Pod koniec marca (dokładnie 27-go) ukazują się dwie płyty na których Pati Yang umieściła swoje nagrania. Jej solowy album „Faith, Hope And Fury”oraz składanka „Dzień kobiet - Muzyka jest z Wenus” Na niej znajdzie się utwór FlyKKiller – „B. Murphy”. Kompilacja ta ukaże się dopiero za trzy tygodnie, ale w klubie XIII Muz Pati wraz ze swym zespołem stawiła się właśnie dokładnie 8 marca
Koncert rozpoczął się od utworów już dobrze znanych fanom jej dokonań. „Flykkliller”, „Peroxide”, „Shine Out”oraz „Fear”, które kolejno zostały zaprezentowane przez trzyosobowy skład to kompozycje z albumu „Experiments In Violent Light” wydanwgo w ubiegłym roku w Polsce. Tym razem obeszło się bez eksperymentów ze światłem. Scena była „pogrążona” w równomiernym blasku jarzeniówek. Natomiast Pati (czyli Patrycja Grzymałkiewicz-Hilton) odziana w białą, postrzępioną szatę z czerwonym napisem „My Cult”już od pierwszych dźwięków zaczęła swój taniec z mikrofonem. Właściwie podczas trwania numerów nie spoczęła ani na chwilę, wciąż skacząc i poruszając rękoma oraz głową. W przerwach zapowiadała utwory i wymieniała opinie z pierwszymi rzędami widzów. Powiedziała, że choć nowy jej album jest wydawnictwem solowym to postanowiła na koncertach grać te kawałki z projektem FlyKKiller. Przykładem na to były numery –„Human” i „Over”. Poznaliśmy też zupełnie nową kompozycję FlyKKillera – „Slave”. Pati stwierdziła, że nawet na próbie nie była grana dotąd w całości. Mąż Patrycji , grający na gitarze i „odpalający” elektronikę – Stephen Hilton był zdecydowanie bardziej statyczny niż jego partnerka, która w kilku momentach wspomagała też perkusistę uderzając pałką w talerze. W sumie podczas godzinnego występu zabrzmiało jedenaście tracków , więc nie był to długi, ale dla filigranowej, pełnej energii vocalistki na pewno intensywny show.

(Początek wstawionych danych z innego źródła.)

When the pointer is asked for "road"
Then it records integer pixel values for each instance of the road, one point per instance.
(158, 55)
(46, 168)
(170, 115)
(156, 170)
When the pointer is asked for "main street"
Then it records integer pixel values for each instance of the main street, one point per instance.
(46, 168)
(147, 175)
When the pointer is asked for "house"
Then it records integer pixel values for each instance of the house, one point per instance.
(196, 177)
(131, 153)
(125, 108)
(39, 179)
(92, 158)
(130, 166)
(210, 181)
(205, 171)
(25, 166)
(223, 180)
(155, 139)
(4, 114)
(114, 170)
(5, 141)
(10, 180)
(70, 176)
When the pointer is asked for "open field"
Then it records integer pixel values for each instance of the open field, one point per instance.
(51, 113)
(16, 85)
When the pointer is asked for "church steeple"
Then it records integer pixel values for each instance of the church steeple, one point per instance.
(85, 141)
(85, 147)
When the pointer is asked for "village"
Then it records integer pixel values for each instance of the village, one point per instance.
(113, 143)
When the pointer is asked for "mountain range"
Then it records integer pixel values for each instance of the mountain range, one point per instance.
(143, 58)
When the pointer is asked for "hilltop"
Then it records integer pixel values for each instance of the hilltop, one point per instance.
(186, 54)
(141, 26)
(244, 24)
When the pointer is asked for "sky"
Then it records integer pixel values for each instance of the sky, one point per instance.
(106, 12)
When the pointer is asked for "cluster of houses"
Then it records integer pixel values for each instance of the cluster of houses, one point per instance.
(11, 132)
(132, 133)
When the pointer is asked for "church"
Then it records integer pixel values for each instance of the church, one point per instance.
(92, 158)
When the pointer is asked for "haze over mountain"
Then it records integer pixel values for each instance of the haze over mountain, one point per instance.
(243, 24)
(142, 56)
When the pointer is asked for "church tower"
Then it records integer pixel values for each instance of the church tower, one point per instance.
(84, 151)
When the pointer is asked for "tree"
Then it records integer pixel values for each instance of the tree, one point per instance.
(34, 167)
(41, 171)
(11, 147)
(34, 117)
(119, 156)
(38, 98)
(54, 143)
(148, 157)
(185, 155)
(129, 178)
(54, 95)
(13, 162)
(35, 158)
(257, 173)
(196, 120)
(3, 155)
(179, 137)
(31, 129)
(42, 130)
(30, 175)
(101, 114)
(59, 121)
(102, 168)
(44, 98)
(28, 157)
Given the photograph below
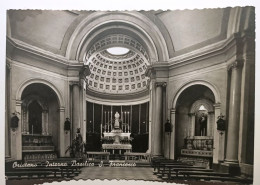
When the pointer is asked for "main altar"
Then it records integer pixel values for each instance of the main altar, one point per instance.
(116, 134)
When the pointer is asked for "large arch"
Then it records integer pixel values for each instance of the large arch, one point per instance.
(134, 20)
(212, 87)
(41, 81)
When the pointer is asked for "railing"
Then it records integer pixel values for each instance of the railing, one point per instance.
(201, 146)
(199, 143)
(137, 157)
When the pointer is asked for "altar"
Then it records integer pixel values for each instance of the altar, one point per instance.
(116, 136)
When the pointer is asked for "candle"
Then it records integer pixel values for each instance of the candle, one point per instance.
(128, 121)
(105, 117)
(111, 121)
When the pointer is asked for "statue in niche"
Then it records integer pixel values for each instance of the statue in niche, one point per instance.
(203, 124)
(117, 120)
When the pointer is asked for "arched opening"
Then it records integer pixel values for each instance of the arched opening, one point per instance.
(194, 125)
(39, 122)
(201, 121)
(35, 118)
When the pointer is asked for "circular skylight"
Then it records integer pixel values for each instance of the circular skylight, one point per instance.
(118, 50)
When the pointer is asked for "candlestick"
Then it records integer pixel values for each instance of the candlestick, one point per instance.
(105, 117)
(111, 121)
(129, 122)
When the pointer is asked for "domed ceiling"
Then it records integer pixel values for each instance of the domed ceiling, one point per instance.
(118, 70)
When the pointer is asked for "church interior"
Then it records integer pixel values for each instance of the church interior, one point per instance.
(149, 88)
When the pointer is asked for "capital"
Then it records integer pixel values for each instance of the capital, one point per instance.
(74, 83)
(162, 84)
(235, 65)
(191, 114)
(61, 109)
(173, 111)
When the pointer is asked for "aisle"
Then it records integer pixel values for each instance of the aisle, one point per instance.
(128, 173)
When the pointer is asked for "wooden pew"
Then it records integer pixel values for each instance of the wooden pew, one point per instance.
(27, 174)
(189, 173)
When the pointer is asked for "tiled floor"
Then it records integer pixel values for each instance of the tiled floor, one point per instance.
(127, 173)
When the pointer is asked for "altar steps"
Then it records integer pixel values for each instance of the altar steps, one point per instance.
(38, 148)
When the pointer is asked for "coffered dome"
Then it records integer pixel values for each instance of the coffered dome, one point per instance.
(117, 70)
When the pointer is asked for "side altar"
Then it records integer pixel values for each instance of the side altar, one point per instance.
(116, 136)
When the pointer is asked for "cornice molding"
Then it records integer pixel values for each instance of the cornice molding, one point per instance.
(131, 101)
(43, 54)
(221, 47)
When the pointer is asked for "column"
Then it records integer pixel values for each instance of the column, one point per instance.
(75, 108)
(247, 109)
(234, 113)
(16, 135)
(84, 110)
(172, 144)
(63, 138)
(151, 116)
(218, 144)
(158, 118)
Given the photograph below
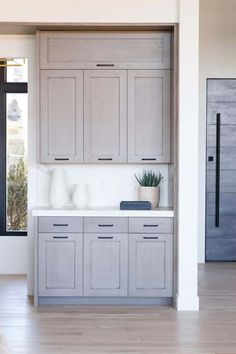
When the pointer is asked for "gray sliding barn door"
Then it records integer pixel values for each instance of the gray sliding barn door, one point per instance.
(221, 170)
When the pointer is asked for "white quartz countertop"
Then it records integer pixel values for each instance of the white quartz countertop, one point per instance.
(103, 211)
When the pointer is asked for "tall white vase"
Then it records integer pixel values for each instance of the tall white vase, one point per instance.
(58, 193)
(80, 196)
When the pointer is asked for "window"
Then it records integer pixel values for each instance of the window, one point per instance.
(13, 146)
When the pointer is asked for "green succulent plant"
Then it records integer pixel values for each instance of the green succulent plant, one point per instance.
(149, 178)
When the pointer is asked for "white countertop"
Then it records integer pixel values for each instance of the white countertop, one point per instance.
(103, 211)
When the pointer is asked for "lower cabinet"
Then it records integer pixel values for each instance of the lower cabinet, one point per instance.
(60, 264)
(150, 265)
(105, 264)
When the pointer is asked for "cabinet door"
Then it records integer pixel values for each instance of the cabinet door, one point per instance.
(149, 116)
(105, 264)
(105, 116)
(150, 265)
(61, 116)
(60, 265)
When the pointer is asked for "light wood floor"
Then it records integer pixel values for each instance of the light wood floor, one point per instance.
(103, 330)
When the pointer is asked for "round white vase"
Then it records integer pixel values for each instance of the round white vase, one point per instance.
(80, 196)
(58, 193)
(150, 194)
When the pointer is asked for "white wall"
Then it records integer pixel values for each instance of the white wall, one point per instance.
(217, 60)
(89, 11)
(13, 250)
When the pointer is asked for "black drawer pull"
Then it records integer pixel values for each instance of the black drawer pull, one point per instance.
(62, 237)
(105, 225)
(63, 225)
(151, 159)
(104, 65)
(106, 237)
(146, 225)
(104, 159)
(150, 237)
(61, 159)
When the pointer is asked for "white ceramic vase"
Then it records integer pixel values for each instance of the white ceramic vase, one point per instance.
(58, 193)
(150, 194)
(80, 196)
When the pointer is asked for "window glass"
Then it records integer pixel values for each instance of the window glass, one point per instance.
(17, 70)
(16, 161)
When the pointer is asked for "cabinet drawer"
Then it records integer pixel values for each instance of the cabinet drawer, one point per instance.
(106, 225)
(151, 225)
(60, 224)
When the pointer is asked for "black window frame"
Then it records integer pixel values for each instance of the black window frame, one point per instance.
(6, 87)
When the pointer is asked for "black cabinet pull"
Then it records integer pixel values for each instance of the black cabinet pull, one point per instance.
(150, 237)
(105, 159)
(105, 65)
(61, 159)
(106, 237)
(105, 225)
(63, 225)
(146, 159)
(146, 225)
(217, 200)
(60, 237)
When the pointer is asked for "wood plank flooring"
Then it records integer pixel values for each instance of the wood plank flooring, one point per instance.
(126, 329)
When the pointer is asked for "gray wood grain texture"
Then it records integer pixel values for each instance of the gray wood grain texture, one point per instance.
(105, 225)
(105, 264)
(151, 225)
(105, 116)
(221, 90)
(227, 204)
(226, 109)
(84, 50)
(221, 249)
(227, 134)
(60, 224)
(149, 116)
(61, 116)
(226, 229)
(227, 181)
(227, 158)
(60, 265)
(150, 265)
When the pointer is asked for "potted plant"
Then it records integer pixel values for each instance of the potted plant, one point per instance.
(149, 189)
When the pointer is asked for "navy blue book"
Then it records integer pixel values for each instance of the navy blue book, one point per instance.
(134, 205)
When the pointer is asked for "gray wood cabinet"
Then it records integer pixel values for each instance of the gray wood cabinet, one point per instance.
(105, 264)
(90, 50)
(60, 264)
(61, 116)
(150, 265)
(148, 116)
(105, 116)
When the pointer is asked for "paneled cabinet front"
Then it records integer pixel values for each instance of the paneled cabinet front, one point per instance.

Jako ostatni został wykonany numer będący kolejnym owocem kolaboracji artystki ze światem kina (pisała muzykę m.in. do obrazów ”Buffalo Soldiers” czy „Code 46”) Był nim „Cherrybomb” z repertuaru The Runaways, który znalazł się na soundtracku do filmu pod tym samym tytułem, pokazanym na tegorocznym festiwalu w Berlinie.